To prove other direction suppose you have extremal matrix which is not permutation! Think about a matrix which is not permutation matrix , in this matrix always you can find (at least )four entries say $a,b,c,d $ such that $ 0 <a,b,c,d <1 $ and $\min\{a,b,c,d\} = a$. Then try to rewrite this matrix in terms of mid point of two other matrices in $P$. This gives you a contradiction.

for example in $\Bbb R^{3 \times 3}$ we have

$$ \begin{bmatrix} 1 &0 &0 \\ 0& a &c \\ 0& b& d \end{bmatrix} = \frac{1}{2} \begin{bmatrix} 1 &0 &0 \\ 0& 0 & c+a \\ 0& b+a & d-a \end{bmatrix} + \frac{1}{2} \begin{bmatrix} 1 &0 &0 \\ 0& a +a &c-a \\ 0& b - a & d+a \end{bmatrix} $$

You can generalize this idea to $\Bbb R^{n \times n}$

Answer 2

The permutation matrices are exactly $\mathbb{Z}^{n^2} \cap P $ so if a matrix $M$ is extremal but not a permutation matrix, there is a non-integer entry $x_{i_1, j_1}$.

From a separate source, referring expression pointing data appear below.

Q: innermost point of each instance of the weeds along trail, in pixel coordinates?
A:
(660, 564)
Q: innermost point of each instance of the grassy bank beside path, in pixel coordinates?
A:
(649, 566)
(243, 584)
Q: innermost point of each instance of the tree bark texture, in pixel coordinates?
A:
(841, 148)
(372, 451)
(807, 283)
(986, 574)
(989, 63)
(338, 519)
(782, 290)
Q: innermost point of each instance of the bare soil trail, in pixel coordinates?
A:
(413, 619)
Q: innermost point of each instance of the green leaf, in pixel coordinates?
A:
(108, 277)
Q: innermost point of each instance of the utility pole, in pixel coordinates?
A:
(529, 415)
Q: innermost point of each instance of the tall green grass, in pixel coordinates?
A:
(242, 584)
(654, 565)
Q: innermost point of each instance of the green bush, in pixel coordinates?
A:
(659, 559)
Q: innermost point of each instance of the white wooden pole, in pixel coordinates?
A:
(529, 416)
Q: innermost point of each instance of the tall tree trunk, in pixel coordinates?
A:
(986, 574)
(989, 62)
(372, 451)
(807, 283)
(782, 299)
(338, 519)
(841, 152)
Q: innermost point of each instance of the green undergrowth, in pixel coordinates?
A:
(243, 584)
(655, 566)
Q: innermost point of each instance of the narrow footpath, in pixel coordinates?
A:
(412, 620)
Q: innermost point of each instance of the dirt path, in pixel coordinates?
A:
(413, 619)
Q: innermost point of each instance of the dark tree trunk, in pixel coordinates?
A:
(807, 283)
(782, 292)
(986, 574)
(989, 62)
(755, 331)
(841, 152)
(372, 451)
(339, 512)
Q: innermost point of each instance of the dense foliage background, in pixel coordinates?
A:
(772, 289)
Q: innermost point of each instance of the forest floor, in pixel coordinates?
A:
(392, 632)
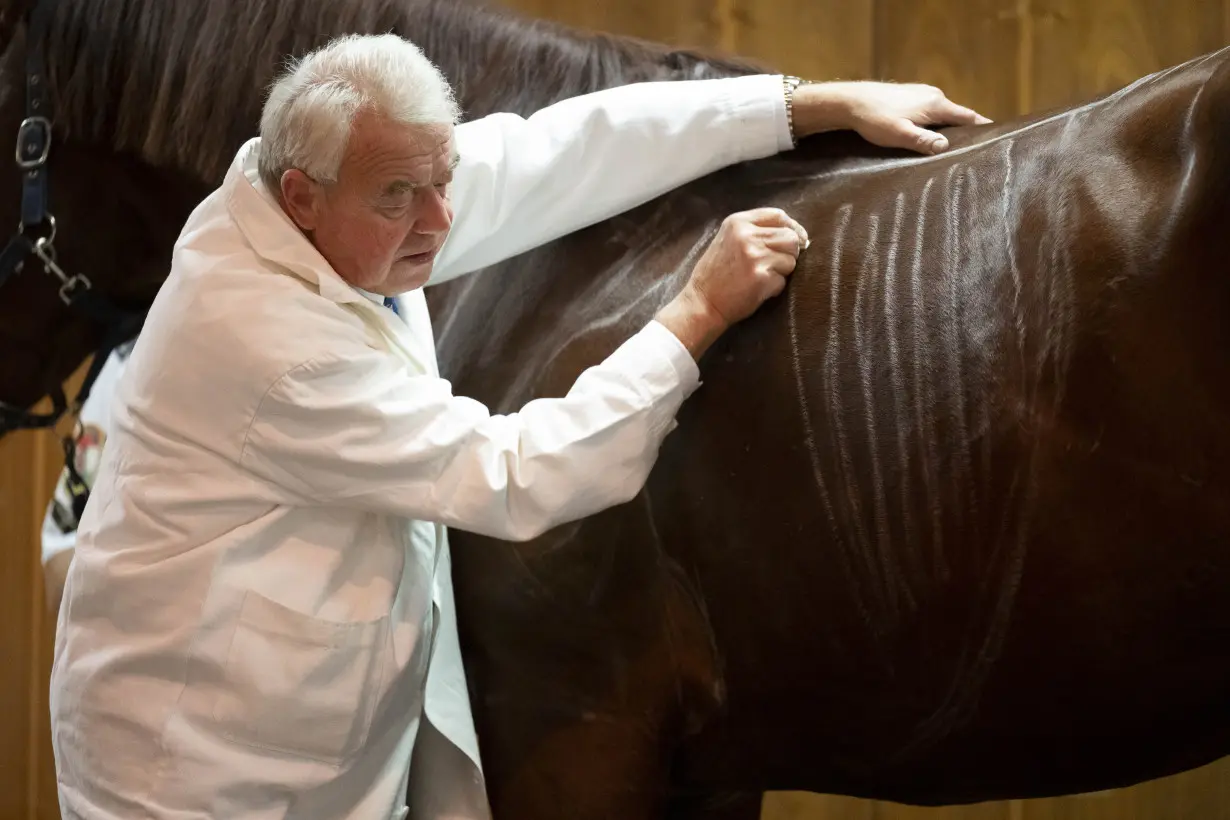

Since sum of lines and of columns is integer there is another entry $x_{i_1, \sigma (j_1)}$ that is non-integer, and another entry $x_{\tau(i_1), \sigma(j_1)}$, call $i_2 = \tau(i_1) $ and $j_2 = \sigma(j_1) $, repeat the process until you repeat an entry. wlog you repeat the original entry $(i_1, j_1) = (i_{m+1}, j_{m+1})$.

Now $M = M_{-\epsilon} /2 + M_{+\epsilon }/2 $ where $M_{+\epsilon } $ is obtained from $M$ by: - adding $\epsilon $ to all the entries $(i_k, j_k)$ - subtracting $\epsilon $ to all the entries $(i_k, j_{k+1})$

And $M_{-\epsilon } $ is obtained from $M$ by: - subtracting $\epsilon $ to all the entries $(i_k, j_k)$ - adding $\epsilon $ to all the entries $(i_k, j_{k+1})$

Now choose $\epsilon $ close enough to $0$ so that both $M_{\pm \epsilon}$ lie in $P$. Hence $M$ is not extremal. Done.